One of Britain's most celebrated Elizabethan houses has attracted the wrong kind of fame after being prosecuted for an accident that saw a domestic servant crushed to death by a poorly maintained luggage lift.
Burghley House in Stamford, Lincolnshire dates back to 1555 and has been featured in films such as The Da Vinci Code and Pride and Prejudice.
Investigators told Peterborough Crown Court that the incident took place in July 2014. The lift was taking guests’ luggage up to the second floor in the private area when one of the bags jammed the lift.
While 48 year old Mr Mellar was trying to free the trapped bag the lift cage descended, crushing him against the bannister of the stairwell in which it was situated.
When HSE investigators inspected the lift, they found that it had not been fitted with the necessary slack rope detector. Assessment by a qualified lift engineer would have identified this and other defects. Burghley House Preservation Trust Limited pleaded guilty to a breach of Section 2 (1) of the Health and Safety at Work etc.

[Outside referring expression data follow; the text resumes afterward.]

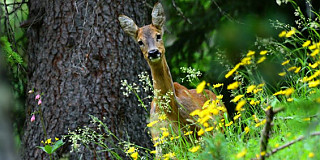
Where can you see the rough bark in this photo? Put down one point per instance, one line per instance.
(77, 57)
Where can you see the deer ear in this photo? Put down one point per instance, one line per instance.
(128, 26)
(158, 17)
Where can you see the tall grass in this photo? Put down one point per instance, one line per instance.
(294, 59)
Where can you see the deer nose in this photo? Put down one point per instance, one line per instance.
(154, 54)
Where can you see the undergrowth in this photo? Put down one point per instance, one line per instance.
(294, 59)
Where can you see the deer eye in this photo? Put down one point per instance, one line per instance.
(140, 43)
(158, 37)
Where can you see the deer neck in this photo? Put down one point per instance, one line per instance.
(162, 80)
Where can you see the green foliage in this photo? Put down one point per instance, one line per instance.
(50, 149)
(11, 56)
(281, 73)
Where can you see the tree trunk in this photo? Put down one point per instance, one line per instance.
(77, 57)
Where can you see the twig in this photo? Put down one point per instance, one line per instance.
(265, 135)
(224, 13)
(289, 144)
(180, 13)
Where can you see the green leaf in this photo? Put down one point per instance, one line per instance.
(57, 145)
(46, 148)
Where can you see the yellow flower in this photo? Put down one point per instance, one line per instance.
(291, 32)
(261, 85)
(269, 107)
(314, 83)
(233, 85)
(195, 112)
(306, 119)
(215, 111)
(240, 105)
(131, 150)
(232, 71)
(252, 102)
(261, 59)
(288, 91)
(246, 61)
(285, 62)
(165, 134)
(153, 152)
(188, 133)
(242, 153)
(306, 43)
(134, 155)
(194, 149)
(261, 123)
(237, 98)
(314, 46)
(246, 130)
(201, 86)
(292, 68)
(311, 155)
(315, 52)
(250, 53)
(200, 132)
(236, 117)
(152, 123)
(206, 104)
(209, 129)
(282, 34)
(162, 117)
(217, 85)
(164, 129)
(264, 52)
(297, 70)
(282, 74)
(169, 155)
(229, 124)
(48, 141)
(251, 88)
(204, 119)
(314, 65)
(255, 118)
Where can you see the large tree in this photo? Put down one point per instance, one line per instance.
(77, 57)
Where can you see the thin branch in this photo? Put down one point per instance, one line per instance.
(180, 13)
(289, 144)
(265, 135)
(225, 13)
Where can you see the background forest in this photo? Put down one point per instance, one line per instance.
(262, 56)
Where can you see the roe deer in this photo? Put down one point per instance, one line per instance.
(181, 100)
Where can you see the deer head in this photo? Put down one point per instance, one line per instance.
(148, 37)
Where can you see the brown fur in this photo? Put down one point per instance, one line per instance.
(182, 101)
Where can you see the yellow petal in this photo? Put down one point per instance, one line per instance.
(201, 86)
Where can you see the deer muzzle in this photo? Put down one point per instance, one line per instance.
(154, 55)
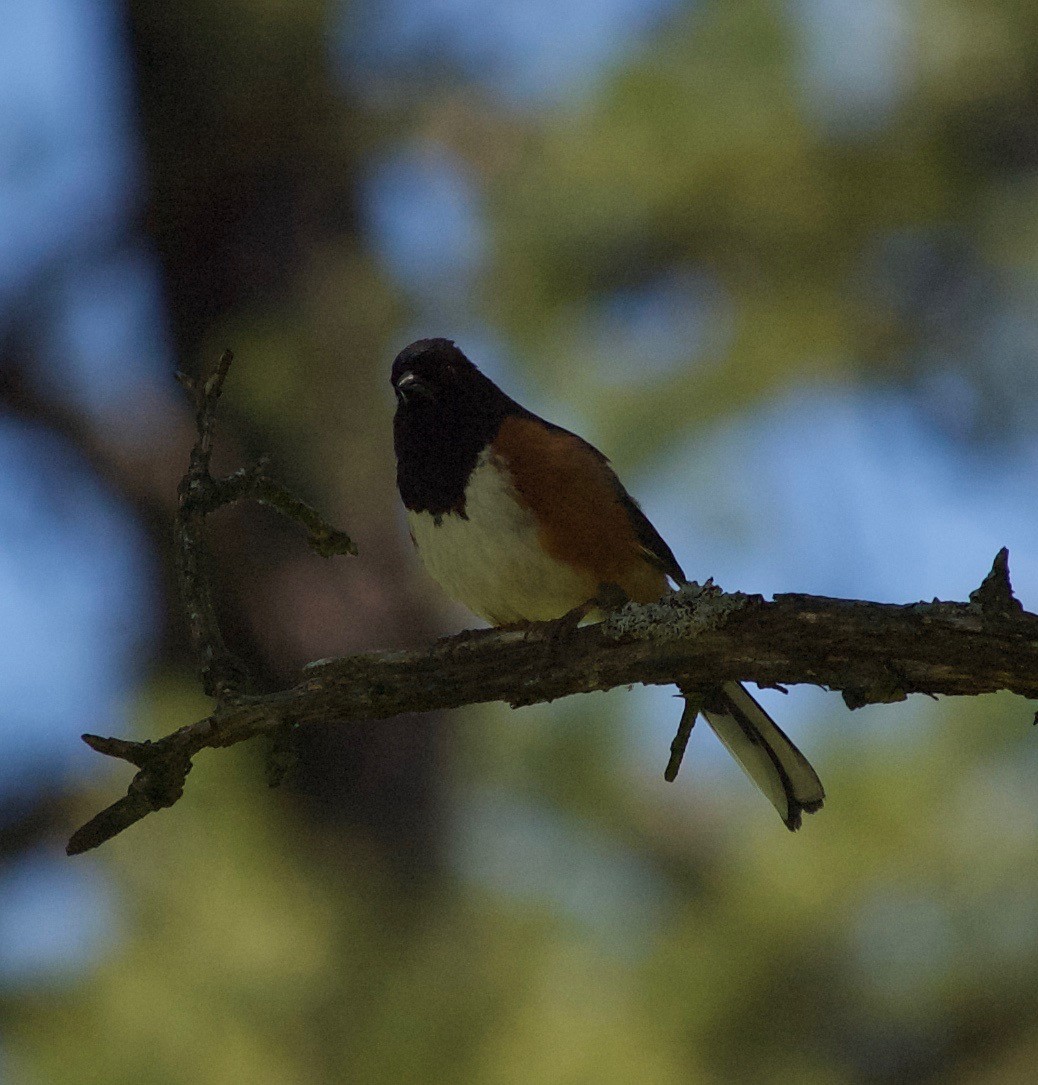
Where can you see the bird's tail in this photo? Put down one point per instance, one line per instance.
(765, 753)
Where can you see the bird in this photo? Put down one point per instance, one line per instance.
(522, 521)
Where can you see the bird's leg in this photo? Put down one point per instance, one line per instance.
(609, 597)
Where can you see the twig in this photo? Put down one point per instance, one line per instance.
(690, 711)
(694, 638)
(223, 676)
(164, 765)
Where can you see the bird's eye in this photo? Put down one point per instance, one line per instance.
(409, 385)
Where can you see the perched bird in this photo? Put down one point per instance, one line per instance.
(523, 521)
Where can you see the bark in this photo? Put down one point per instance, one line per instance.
(693, 638)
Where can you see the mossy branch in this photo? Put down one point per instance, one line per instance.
(693, 638)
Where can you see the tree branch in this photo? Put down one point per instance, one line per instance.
(694, 638)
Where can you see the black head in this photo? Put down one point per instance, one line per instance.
(433, 373)
(447, 413)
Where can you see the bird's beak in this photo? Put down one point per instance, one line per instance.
(409, 385)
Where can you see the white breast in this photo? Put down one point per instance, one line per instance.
(490, 560)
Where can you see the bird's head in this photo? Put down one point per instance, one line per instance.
(433, 375)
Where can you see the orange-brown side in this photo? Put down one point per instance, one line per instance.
(575, 498)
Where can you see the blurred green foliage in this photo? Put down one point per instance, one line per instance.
(894, 939)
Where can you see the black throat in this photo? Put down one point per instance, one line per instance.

Act 1974. They were fined £266,000 and ordered to pay costs of £16,863.
Commenting after sentencing, HSE inspector Alison Ashworth said: “This was a completely avoidable incident and Burghley House admitted its role in it, but of course that will be little comfort for Mr Mellar’s family." She went on to advise that all lifts, especially older models, should be correctly maintained and inspected so that dangerous defects can be identified and put right.